Shaw resigned on Tuesday after posting comments to social media critical of Deputy Prime Minister Winston Peters.
"He's not truthful. He's not accurate. He's malicious and he is here on behalf of international tobacco," Shaw wrote on LinkedIn. "His return is the worst of this gang of thugs."
Shaw was responding to comments from Peters on Monday, in which he accused state-owned media of a lack of independence from the previous government.
He said TVNZ and RNZ were not truly independent, and could not "defend $55 million of bribery" - a reference to the Public Interest Journalism Fund (PJIF), a three-year $55m contestable fund for journalists initially set up to shore up public interest media during the Covid-19 pandemic, which was wound up in July. Political coverage was exempted from eligibility, and the fund was accessed by private media organisations too, not just TVNZ and RNZ.
Peters made further comments at the new government's first Cabinet meeting on Tuesday afternoon, advising journalists they should "tell the public what you signed up to, to get the money. It's called transparency, okay?"
Hipkins told Morning Report while he had sympathy for Shaw's views, they were not appropriate in the context of his role on the board. NZ On Air administered the funding.
"As a member of the NZ On Air board, I think it's very important that Andrew Shaw upheld sort of the independence of NZ On Air, the political independence of New Zealand on air as an entity. So I think he's done the right thing in standing down."
But he said Peters' recent comments about media independence and journalism funding were outrageous, considering he was part of the coalition government that established the PJIF.
"In fact, he was the deputy prime minister in it. [The PJIF] was established during the period of, you know, Covid-19 instability and uncertainty to ensure that the media could continue to do a very, very important job, which was to scrutinise the actions of government - and at all levels, including local government - at a very extraordinary time for the country."
He said Peters' accusation of "bribery" was "totally baseless".
"The person who needs to do something about it is Christopher Luxon - this is his deputy Prime Minister making very serious allegations without any basis and without any facts to back them up.
"You know, ultimately Christopher Luxon is in charge, he is responsible for ensuring that ministers uphold the standards of being ministers. Winston Peters is not and I think Christopher Luxon should do something about that…
"He should certainly be pulling Winston Peters into line, although at this point, it seems like Winston Peters is running the show rather than Christopher."

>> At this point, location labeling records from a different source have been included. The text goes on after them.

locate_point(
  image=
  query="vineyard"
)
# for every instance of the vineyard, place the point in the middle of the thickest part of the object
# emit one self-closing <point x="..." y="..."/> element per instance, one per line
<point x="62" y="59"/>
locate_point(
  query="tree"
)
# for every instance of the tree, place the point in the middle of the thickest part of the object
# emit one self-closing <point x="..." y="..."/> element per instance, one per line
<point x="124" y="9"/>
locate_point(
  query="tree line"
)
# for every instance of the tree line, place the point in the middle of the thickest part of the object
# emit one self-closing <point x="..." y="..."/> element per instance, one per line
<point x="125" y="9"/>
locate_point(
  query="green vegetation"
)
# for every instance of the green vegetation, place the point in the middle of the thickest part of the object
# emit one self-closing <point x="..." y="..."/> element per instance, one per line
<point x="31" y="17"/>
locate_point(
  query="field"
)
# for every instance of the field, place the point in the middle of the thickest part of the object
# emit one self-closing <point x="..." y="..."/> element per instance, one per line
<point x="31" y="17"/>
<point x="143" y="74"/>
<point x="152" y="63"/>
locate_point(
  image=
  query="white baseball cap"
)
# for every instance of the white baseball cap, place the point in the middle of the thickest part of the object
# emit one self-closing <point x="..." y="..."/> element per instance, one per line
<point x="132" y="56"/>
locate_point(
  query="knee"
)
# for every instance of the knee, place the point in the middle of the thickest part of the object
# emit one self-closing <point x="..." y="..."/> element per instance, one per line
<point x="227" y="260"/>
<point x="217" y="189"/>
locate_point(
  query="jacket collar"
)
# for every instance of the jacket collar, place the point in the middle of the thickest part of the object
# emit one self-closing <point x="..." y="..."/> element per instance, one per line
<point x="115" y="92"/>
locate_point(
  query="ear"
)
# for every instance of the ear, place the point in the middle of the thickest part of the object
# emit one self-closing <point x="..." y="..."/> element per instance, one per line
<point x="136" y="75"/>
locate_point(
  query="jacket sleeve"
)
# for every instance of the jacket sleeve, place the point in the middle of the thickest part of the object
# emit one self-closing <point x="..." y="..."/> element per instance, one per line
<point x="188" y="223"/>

Hipkins said he had "absolutely no idea" what specifically Peters was referring to when he said journalists should "tell the public what you signed up to, to get the money".
"I've long since given up trying to second-guess what Winston Peters is saying."
He noted former Broadcasting Minister Willie Jackson in an interview this week said it was NZ On Air that established the criteria for funding, not the government.
Hipkins, who was prime minister up until Monday, said he saw no evidence the fund "compromised" newsrooms' ability to scrutinise the government.
Luxon on Tuesday told Newshub he had not seen Peters' comments, despite the widespread news coverage.
Elsewhere in the interview with Morning Report, Hipkins called the government's decision to help fund its tax cuts by cutting smokefree efforts as "morally reprehensible", and said Labour's new shadow Cabinet would be announced later this week.